In garage

Era stanco, ma aiutò ugualmente la moglie e la figlia a portare le valigie fino al terzo piano. Ogni volta che si ritornava dalla campagna, dove si era passata tutta l’estate, era sempre lo stesso rito: ogni anno, però, era sempre più faticoso.
Nel Seicento non avevano neppure pensato a far una tromba delle scale in quel palazzo, là cioè dove, qualche secolo più tardi, avrebbero potuto anche installare un ascensore. C’erano solo quelle maledette scale a piccozza che costringevano a tener le braccia sollevate se si volevano portar su dei pesi.
Erano quindici anni che tutto questo accadeva. Finito il trasbordo, lui poi, come tutte le altre volte, sarebbe sceso per poter portare la macchina in garage. Sul marciapiede non poteva certo rimanere: l’indomani il carro attrezzi se la sarebbe portata a spasso per la città.
«Ma stai bene caro?»
«Me lo hai già domandato tre volte negli ultimi dieci minuti» rispose lui seccato.
«E’ che hai una faccia così pallida.»
Poi la moglie e la figlia entrarono. C’era da accudire il gatto, aprire le finestre, controllare la posta che intasava la casella. Le solite cose insomma.
«Beh… allora io vado» disse lui con una voce che non gli sembrò neppure la sua.
La moglie non rispose. Non rispondeva mai in questi casi. Ma lui non ripartì subito. Si appoggiò alla porta aperta. Si portò la mano alla testa come per sincerarsi che ce l’avesse ancora. Poi si guardò allo specchio: per un attimo non si riconobbe neanche e quasi si spaventò pensando che fosse entrato qualcuno in casa.
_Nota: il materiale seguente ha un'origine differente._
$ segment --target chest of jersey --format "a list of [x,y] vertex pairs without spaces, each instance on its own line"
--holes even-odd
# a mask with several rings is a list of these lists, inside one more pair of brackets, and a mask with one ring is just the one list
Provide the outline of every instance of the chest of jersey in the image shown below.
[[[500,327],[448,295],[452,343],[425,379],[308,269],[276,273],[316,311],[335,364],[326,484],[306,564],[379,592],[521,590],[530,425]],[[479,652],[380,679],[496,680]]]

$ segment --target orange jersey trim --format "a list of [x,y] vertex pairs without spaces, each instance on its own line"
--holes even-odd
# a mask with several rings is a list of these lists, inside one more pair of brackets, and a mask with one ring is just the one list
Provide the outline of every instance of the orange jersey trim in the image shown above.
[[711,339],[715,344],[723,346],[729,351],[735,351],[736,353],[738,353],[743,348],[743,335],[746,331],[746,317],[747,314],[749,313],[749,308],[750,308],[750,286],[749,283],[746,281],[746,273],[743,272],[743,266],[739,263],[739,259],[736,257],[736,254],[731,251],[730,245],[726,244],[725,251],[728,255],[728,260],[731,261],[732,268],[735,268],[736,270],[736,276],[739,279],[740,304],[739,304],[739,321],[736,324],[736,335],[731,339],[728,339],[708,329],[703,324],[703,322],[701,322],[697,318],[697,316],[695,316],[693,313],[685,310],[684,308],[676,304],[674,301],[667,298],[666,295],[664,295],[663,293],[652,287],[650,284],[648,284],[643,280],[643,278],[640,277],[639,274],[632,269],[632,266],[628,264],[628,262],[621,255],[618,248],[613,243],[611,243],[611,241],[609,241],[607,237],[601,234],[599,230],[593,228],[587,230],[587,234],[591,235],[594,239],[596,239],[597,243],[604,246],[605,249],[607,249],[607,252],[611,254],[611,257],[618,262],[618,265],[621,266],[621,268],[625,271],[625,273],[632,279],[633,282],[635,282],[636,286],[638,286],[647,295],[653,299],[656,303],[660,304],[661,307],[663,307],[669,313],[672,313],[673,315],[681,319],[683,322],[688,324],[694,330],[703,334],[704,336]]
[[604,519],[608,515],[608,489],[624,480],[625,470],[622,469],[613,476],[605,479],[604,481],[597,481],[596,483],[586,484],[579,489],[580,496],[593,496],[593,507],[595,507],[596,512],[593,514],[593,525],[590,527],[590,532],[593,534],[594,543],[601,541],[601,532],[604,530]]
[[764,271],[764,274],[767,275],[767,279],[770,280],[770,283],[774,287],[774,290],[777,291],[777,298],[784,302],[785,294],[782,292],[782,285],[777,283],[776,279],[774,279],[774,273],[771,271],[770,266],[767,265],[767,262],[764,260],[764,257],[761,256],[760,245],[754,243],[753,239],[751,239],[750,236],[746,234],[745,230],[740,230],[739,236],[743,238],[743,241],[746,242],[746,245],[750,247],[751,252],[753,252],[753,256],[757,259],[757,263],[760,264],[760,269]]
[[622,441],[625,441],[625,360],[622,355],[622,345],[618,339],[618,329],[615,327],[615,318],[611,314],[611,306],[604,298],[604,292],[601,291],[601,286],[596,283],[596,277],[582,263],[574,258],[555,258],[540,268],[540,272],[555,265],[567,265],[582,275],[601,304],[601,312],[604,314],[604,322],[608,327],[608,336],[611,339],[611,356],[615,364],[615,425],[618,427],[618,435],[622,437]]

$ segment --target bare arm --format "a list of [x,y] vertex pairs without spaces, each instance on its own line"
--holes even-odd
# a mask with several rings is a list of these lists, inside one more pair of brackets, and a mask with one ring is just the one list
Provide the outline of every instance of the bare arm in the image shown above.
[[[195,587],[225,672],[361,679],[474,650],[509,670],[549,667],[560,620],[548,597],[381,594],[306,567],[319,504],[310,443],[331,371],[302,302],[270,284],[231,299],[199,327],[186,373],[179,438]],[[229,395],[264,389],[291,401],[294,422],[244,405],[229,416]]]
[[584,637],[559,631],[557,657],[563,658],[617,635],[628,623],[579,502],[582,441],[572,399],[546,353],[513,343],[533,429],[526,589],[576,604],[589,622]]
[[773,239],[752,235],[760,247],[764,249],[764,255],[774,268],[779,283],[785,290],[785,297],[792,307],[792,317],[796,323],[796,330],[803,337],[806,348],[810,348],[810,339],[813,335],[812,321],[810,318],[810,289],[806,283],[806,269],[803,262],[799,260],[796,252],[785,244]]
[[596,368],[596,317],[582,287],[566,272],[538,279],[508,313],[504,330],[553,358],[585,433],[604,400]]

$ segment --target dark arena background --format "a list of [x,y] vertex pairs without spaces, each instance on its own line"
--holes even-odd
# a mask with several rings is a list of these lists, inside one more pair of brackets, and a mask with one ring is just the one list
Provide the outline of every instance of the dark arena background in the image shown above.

Chiuse la porta dietro di sé e scivolò giù per le scale barcollando, come se gli fosse rimasto impigliato alla schiena il suo appartamento. Il piede che scendeva indovinava all’ultimo istante lo scalino successivo e le ginocchia si piegavano come appartenessero ad un automa. In strada guardò la macchina. La sua. Se l’aveva parcheggiata lì doveva essere la sua. La mise in moto e partì. Svoltò a sinistra e poi a destra. Andò in fondo alla via, poi prese la seconda a sinistra.
Dopo mezz’ora era lì, piantato davanti al citofono di casa. Suonò.
«Cara?»
«Sei tu? Cosa è successo? Perché ci hai messo così tanto?» chiese lei allarmata.
«Niente cara. Non ti arrabbiare…»
«Non mi arrabbio, cosa c’è? Hai dimenticato le chiavi di casa? Non ti senti bene?»
«No… no… senti, ma dov’è che abbiamo il nostro garage?»